I think you took 130 V across R1120 while it is about 128.4 V, this gives 0.21 mA less via R1120 and 0.21 mA more via R1159.
Together this yields 0.27 mA less via R1159 or 4.7 V lower output voltage. Then our results are the same.

Albert

---In TekScopes@..., <davidwhess@...> wrote :

On 24 Jan 2016 11:46:17 -0800, you wrote:

>Hi David,
>>With no input at Q1107, I calculate a 21 volt output at R1157 which agrees with your measurement and should blank the beam.
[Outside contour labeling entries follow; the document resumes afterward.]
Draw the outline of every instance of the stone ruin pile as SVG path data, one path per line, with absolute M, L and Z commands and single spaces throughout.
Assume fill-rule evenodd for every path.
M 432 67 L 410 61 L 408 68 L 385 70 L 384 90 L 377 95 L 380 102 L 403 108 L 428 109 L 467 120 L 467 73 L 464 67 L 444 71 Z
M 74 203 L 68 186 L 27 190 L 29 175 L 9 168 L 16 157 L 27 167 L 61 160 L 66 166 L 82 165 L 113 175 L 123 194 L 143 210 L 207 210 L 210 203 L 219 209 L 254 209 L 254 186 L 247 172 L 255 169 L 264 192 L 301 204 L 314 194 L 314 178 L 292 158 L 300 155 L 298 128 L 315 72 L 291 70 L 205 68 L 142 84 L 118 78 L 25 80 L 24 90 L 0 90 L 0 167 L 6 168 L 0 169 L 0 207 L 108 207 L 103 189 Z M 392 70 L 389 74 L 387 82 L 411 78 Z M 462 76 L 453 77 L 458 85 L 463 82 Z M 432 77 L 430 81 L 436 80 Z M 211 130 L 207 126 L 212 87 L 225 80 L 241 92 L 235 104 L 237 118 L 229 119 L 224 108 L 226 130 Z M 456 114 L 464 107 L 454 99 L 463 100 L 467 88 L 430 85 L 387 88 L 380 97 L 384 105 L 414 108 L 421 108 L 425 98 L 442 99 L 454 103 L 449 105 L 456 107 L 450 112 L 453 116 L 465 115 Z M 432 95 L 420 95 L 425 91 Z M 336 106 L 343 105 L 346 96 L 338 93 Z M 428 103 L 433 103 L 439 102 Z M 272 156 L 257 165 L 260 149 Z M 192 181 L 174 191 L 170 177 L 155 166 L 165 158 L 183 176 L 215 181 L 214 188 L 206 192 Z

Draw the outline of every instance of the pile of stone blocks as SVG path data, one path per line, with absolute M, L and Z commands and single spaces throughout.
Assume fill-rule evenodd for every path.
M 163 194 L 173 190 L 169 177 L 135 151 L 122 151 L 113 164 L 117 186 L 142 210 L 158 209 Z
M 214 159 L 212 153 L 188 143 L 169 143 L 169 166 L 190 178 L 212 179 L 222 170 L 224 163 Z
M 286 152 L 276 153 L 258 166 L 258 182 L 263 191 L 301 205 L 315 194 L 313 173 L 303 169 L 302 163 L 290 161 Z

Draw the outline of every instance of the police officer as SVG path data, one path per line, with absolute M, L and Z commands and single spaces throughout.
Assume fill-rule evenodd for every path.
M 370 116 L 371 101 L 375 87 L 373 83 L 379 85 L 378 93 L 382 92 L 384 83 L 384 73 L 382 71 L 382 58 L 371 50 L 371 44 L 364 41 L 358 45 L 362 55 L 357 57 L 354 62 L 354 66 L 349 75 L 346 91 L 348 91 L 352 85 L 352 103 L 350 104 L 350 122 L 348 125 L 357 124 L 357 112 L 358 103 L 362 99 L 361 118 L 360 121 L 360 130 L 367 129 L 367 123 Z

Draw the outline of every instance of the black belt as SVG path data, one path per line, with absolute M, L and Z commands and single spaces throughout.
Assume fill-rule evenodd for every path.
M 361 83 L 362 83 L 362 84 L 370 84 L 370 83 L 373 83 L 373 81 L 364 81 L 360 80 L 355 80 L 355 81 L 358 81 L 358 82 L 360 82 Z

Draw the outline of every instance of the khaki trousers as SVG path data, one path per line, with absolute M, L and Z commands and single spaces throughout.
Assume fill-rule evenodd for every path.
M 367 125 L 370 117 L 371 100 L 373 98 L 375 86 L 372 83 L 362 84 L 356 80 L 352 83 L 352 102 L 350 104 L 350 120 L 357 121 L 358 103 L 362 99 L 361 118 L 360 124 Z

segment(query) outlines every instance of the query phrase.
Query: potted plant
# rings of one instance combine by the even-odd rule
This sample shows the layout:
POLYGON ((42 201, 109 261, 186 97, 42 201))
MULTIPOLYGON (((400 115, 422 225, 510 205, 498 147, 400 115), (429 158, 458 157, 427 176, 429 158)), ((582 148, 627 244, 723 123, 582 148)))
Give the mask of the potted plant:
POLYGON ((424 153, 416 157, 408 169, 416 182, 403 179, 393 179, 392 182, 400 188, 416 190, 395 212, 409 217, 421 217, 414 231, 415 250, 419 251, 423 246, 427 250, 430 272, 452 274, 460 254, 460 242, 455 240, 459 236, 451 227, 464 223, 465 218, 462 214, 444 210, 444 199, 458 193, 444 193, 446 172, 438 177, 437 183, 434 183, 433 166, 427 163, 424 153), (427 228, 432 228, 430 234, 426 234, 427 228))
That points to a problem in the DC restorer.
>
>I calculate it at 16 V, never mind.

I did not find a way to get 16 volts but my work can be checked:

With Q1107 disconnected there are three currents into or out of the
base of Q1156:

1. R1141 is -1.7mA
2. R1121 + R1122 is -1.15mA
3. R1120 is +2.3mA

The later two connect at the top of VR1148 but affect the base of
Q1107 the same way except for an offset of 11 volts.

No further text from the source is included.